We rarely use the information you provide on this form for any purpose other than for the reasons explained above. However, we may use
it for the administration and integrity of Social Security programs. We may also disclose information to another person or to another agency
in accordance with approved routine uses, including but not limited to the following:
1. To enable a third party or an agency to assist us in establishing rights to Social Security benefits and/or coverage;
2. To comply with Federal laws requiring the release of information from our records (e.g., to the
Government Accountability Office, General Services Administration, National Archives Records
Administration, and the Department of Veterans Affairs);
3. To make determinations for eligibility in similar health and income maintenance programs at the
Federal, State, and local level; and
4. To facilitate statistical research, audit, or investigative activities necessary to assure the integrity and
improvement of our programs (e.g., to the U.S. Census Bureau and to private entities under contract
with us).
We may also use the information you provide in computer matching programs. Matching programs compare our records with records kept
by other Federal, State, or local government agencies. We use the information from these programs to establish or verify a person’s eligibility
for Federally funded or administered benefit programs and for repayment of incorrect payments or delinquent debts under these programs.
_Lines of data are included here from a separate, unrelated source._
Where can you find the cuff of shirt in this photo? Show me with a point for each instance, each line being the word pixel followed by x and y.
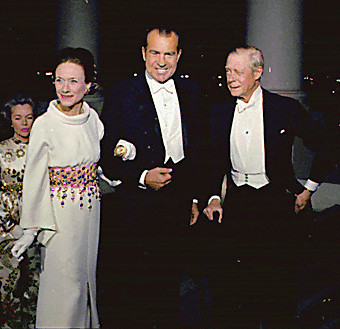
pixel 311 186
pixel 16 232
pixel 142 180
pixel 214 197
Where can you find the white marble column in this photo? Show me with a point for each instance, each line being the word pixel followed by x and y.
pixel 275 27
pixel 77 25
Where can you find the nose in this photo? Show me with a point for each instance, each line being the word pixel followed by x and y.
pixel 65 86
pixel 161 60
pixel 230 76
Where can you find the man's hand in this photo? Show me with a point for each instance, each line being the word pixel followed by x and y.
pixel 194 213
pixel 158 177
pixel 214 205
pixel 301 200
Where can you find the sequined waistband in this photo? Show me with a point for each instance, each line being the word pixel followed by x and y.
pixel 74 177
pixel 66 181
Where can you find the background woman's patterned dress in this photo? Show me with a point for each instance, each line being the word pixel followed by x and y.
pixel 18 281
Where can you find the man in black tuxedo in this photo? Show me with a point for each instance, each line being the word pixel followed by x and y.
pixel 252 139
pixel 150 144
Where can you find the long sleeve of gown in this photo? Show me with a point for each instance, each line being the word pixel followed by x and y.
pixel 37 211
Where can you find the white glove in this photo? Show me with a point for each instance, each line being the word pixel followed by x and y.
pixel 21 245
pixel 125 150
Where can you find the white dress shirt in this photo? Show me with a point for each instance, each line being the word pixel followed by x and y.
pixel 166 102
pixel 247 151
pixel 168 111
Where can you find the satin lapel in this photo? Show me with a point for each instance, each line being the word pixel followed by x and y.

A complete list of routine uses of the information you gave us is available in our Privacy Act Systems of Records Notices entitled, Claims
Folder System, 60-0089; Master Beneficiary Record, 60-0090; Supplemental Security Income record and Special Veterans benefits, 60-0103;
and Electronic Disability (eDIB) Claims File, 60-0340. The notices, additional information regarding this form, and information regarding our
systems and programs, are available on-line at www.socialsecurity.gov or at any Social Security office.
Paperwork Reduction Act Statement
- This information collection meets the requirements of 44 U.S.C. § 3507, as amended by section 2 of
the Paperwork Reduction Act of 1995. You do not need to answer these questions unless we display a valid Office of Management and Budget
control number. We estimate that it will take about 10 minutes to read the instructions, gather the facts, and answer the questions. SEND OR
BRING THE COMPLETED FORM TO YOUR LOCAL SOCIAL SECURITY OFFICE. You can find your local Social Security office
through SSA’s website at www.socialsecurity.gov. Offices are also listed under U.S. Government agencies in your telephone directory or you
may call Social Security at 1-800-772-1213 (TTY 1-800-325-0778). You may send comments on our time estimate above to: SSA, 6401
Security Blvd, Baltimore, MD 21235-6401. Send only comments relating to our time estimate to this address, not the completed form.